Another exciting area, with scope for future work is looking at carbon capture. “HAD has potential to feed into carbon utilisation studies focussing on above and below ground processes. This may help inform carbon accreditation schemes as they’re introduced and give a more accurate idea of a growing crop’s contribution to climate change,” he concludes.
Near-perfect results from a ‘domino’ delve
With a greater focus on integrated pest management (IPM) comes the need for robust data to translate what it means on farm, notes Julie. “There’s a lot of talk about IPM, but when it comes to fungicide use and varietal disease resistance there’s little data that helps growers implement a sustainable strategy they can have confidence in. So we decided to take things to the next level in a HAD trial.”

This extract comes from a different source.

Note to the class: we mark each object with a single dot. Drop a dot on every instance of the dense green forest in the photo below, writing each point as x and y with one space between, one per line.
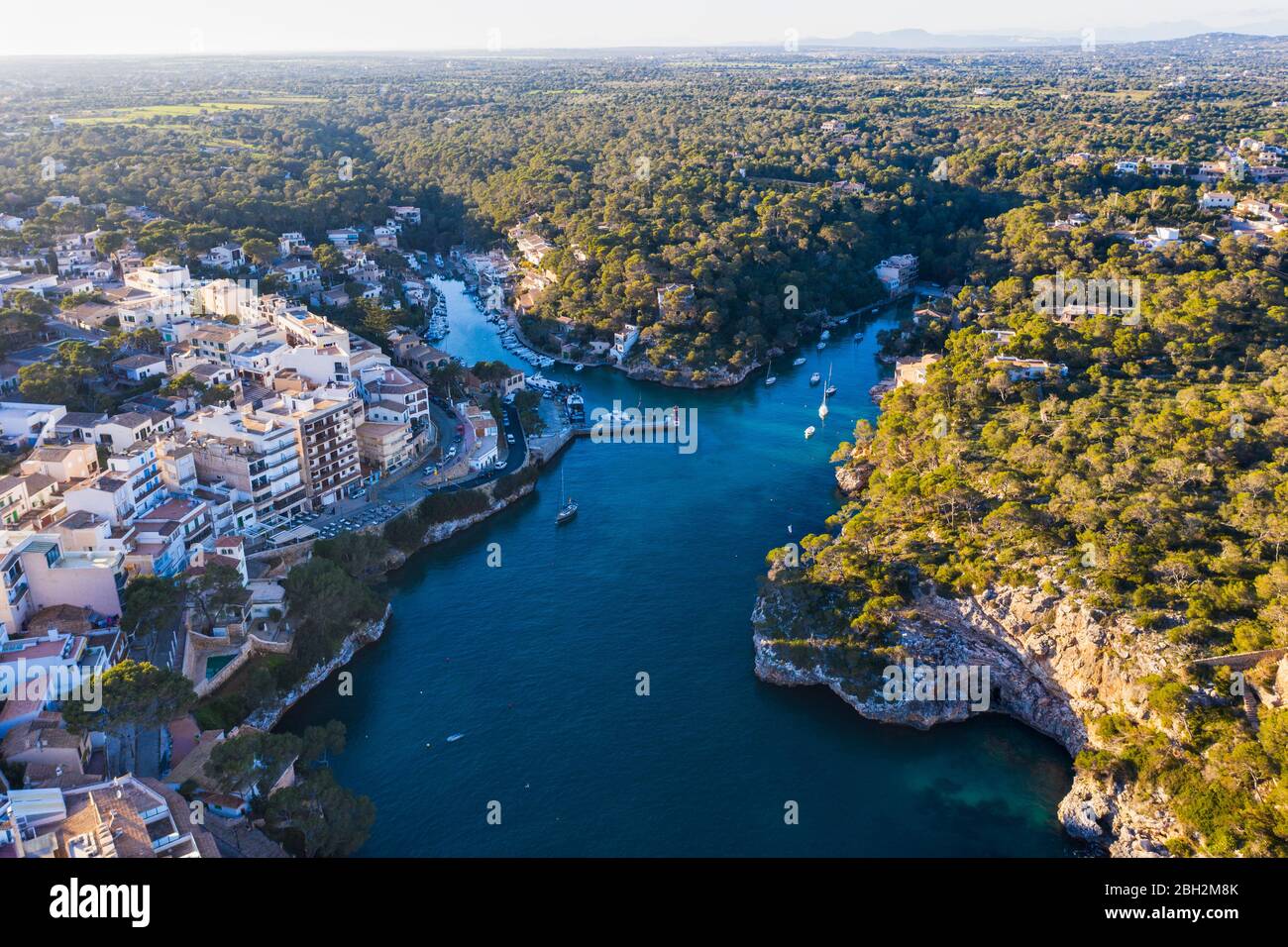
713 171
1147 480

Referred to as a ‘domino experiment’ due to the look of the plots in the field, three separate criteria were explored in a matrix of trials at ADAS Rosemaund in 2019. “We chose three commercial wheat varieties with differing resistance to septoria – KWS Santiago as one with a low disease score, less susceptible Hardwicke and Graham for its good agronomics,” she explains.
These were subjected to three different disease pressures: all plots were exposed to a natural infestation of septoria, then some of the plots were inoculated with field isolates while some were subjected to inoculation with DMI-adapted strains known to be less sensitive to older azole chemistry.
“Three different treatments were applied alongside untreated plots: full-rate Proline and then half and full rates of Revysol,” notes Julie. “Disease levels were high with untreated, naturally infested Santiago plots expressing 90% septoria on the flag leaf by mid-July.”
For each of the three disease scenarios, adding protection to the crop, either through variety or fungicide applied, resulted in improving returns. “It was interesting that when you track the epidemic and express the results in terms of HAD there was a benefit from applying Revysol even on a resistant variety under natural infestation. When disease pressure increased, or the population became less sensitive, the benefit from Revysol was greater,” notes Julie.
“The pattern of effects translated through to yield and the data presented a very elegant relationship between the treatments. The yield was comparable between untreated Graham and Santiago that received a full dose of Revysol. However, it’s not sensible to rely solely on resistant varieties to manage disease. We need to protect both our chemical and genetic resources from erosion and by using them in combination, each one helps to protect the other.”
CuraCrop results belie late season septoria surge
Monitoring of latent septoria in 2020 showed low levels of infection of crops at the flag leaf stage, reports Jon. “But disease levels ramped up towards the end of the season, showing the value of using a fungicide with longevity.”
CuraCrop is the system BASF uses to test for septoria infection in a wheat crop including in the latent phase – presence of the disease before symptoms start to show. Samples of the top three leaves are taken at the T2 spray timing and analysed for septoria DNA.
“Only 7% of those sampled at this timing showed any presence of septoria – significantly lower than previous years,” notes Jon. “But what’s really interesting is how the disease developed towards the end of the season.”
He points to a trial conducted by ADAS at Cardigan in S Wales. “Even 34 days after the T2 timing, infection of untreated crops was less than 6%. But by 52 days leaves one and two were 100% infected with septoria.
“It would have been interesting to have carried out a HAD analysis of crops in the trial. Leaves in the Revystar XE (mefentrifluconazole+ fluxapyroxad) treatment were just 12.3% infected at 52 days after treatment – about a quarter of the level of infection in the plots treated with Ascra (bixafen+ fluopyram+ prothioconazole),” he reports.
“Growers who changed their T2 strategy on the basis of low infection to products with lower longevity would not have achieved the potential of their crop,” Jon concludes.